Ovviamenti il florido mercato che va creandosi intorno al gioco costituisce una grande attrattiva per la criminalità organizzata e le mafie, che approfittano di queste attività di intrattenimento anche come strumento per il riciclaggio di denaro sporco. “La Sipl ha inteso quest’anno affrontare argomenti nuovi oltre a quelli trattati abitualmente – ha detto Cristina Preti, presidente Sipl – La sicurezza informatica, il contrasto all’evasione fiscale e, appunto, il gioco. Le polizie municipali hanno uno strettissimo contatto con il territorio e hanno prima di altri la possibilità di accorgersi del fenomeno”. I numeri del gioco Secondo i dati del Rapporto Eurispes 2009, il gioco d’azzardo coinvolge in Italia fino al 70-80% della popolazione adulta (circa 30 milioni di persone).

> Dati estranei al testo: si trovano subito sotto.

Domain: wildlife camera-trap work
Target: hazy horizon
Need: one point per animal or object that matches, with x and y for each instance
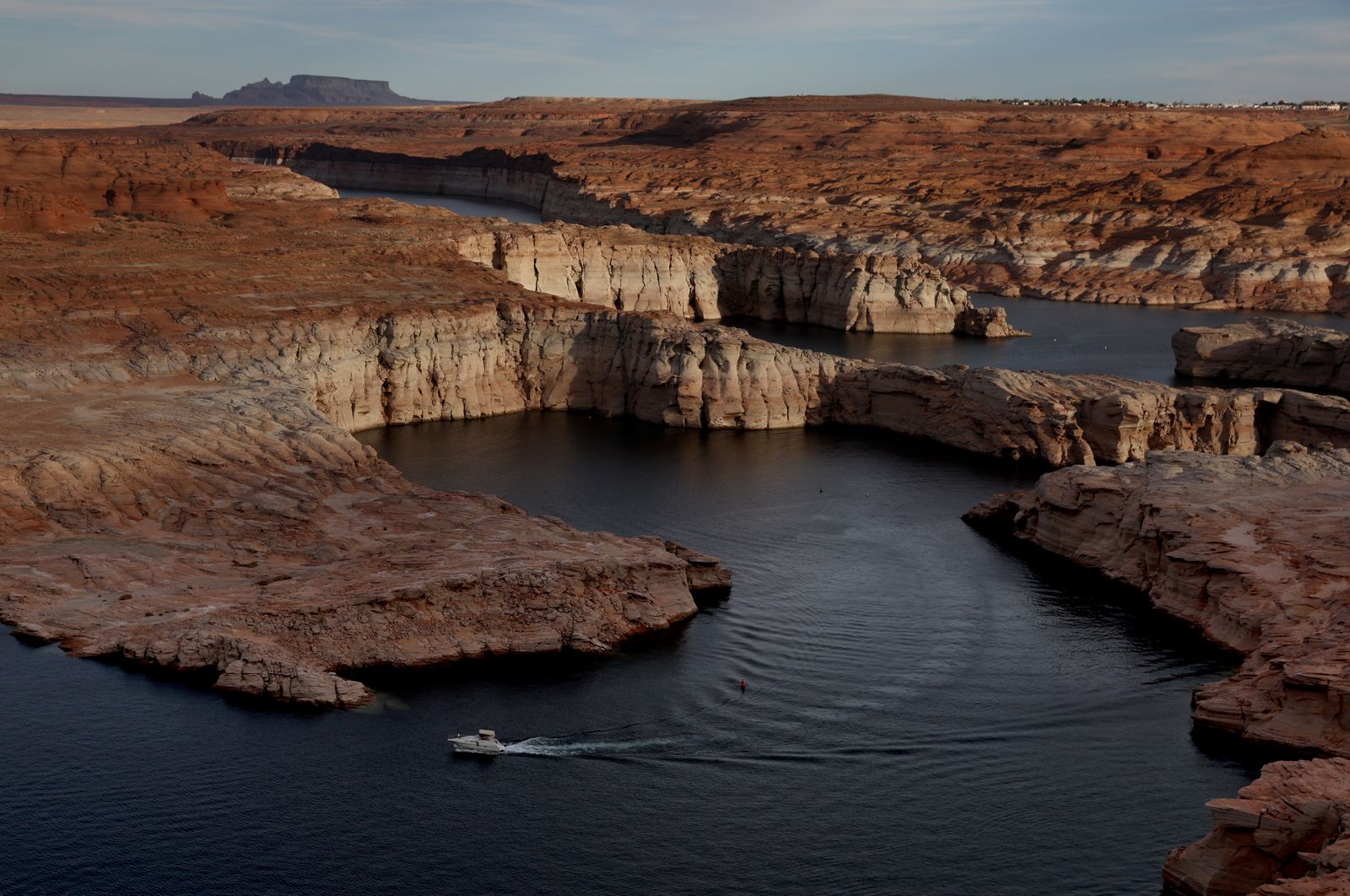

Il fenomeno è più diffuso tra gli uomini di età compresa tra i 20 e 60 anni. Nel 2011 in Italia sono stati spesi in gioco d’azzardo quasi 80 miliardi di euro, e il primo trimestre del 2012 segnala un ulteriore aumento di spesa del 28,9% rispetto al primo trimestre 2011. Nel 2011 la somma maggiore è stata giocata negli apparecchi (slot machine e videlottery), che hanno raccolto il 56,3% del fatturato totale; seguono i gratta e vinci (12,7%), il lotto (8,5%), le scommesse sportive (4,9%), il superenalotto (3%), poi bingo e scommesse ippiche. “Sono le persone più fragili a rischiare di più”, ha sottolineato Matteo Iori, presidente dell’associazione onlus Centro sociale Papa Giovanni XXIII di Reggio Emilia.
A giocare più assiduamente sono le persone con titolo di studio più basso: l’80,3% di chi ha la licenza media, contro il 70,4% di chi ha il diploma o il 61% dei laureati; e anche chi ha minori garanzie e tutele lavorative: il 70,8% di chi ha un lavoro e tempo indeterminato, contro l’80,3% dei lavoratori saltuari o l’86,7% di chi è in cassa integrazione. “Il consumo dei giochi interessa prevalentemente le fasce sociali più deboli – aggiunge Iori – ed è legato alla scarsa diffusione della cultura scientifica, oltre che al desiderio di comprarsi un sogno.
E la pubblicità induce gli italiani a credere che la vincita sia a portata di mano e che a tutti sia offerta l’opportunità di cambiare vita”. Il gioco d’azzardo patologico (Gap) E per qualcuno, il gioco diventa dipendenza, vera e propria malattia. Secondo una ricerca epidemiologica del Cnr, il 2,2% della popolazione italiana è a rischio o già problematica per le proprie modalità di gioco d’azzardo. E si stima che nel giro di pochi anni questi dati saranno pressoché raddoppiati.
Ma rispetto agli altri Paesi, l’Italia è molto arretrata sul riconoscimento della patologia della dipendenza da gioco, e ancora non garantisce il diritto di cura per i giocatori patologici. Anche in Toscana il gioco d’azzardo è abbastanza diffuso e le persone con problematiche legate al Gap si stima siano tra lo 0,8 e l’1,5% della popolazione compresa tra il 15 e i 64 anni (circa 20.000 persone). Nel 2010, le persone che in Toscana si sono rivolte ai servizi per essere curate sono circa 500.
La Toscana è stata la prima Regione a prestare attenzione al fenomeno del gioco d’azzardo patologico: un’attenzione che si riscontra già in una deliberazione del Consiglio regionale del giugno 1999. Da allora, ha cercato di offrire risposte alla crescente domanda di aiuto, sia delle persone entrate ormai nel vortice del gioco, che dei loro familiari, con soluzioni differenziate, che vanno dai trattamenti ambulatoriali a quelli residenziali (come il progetto sperimentale Orthos, a Monteroni d’Arbia).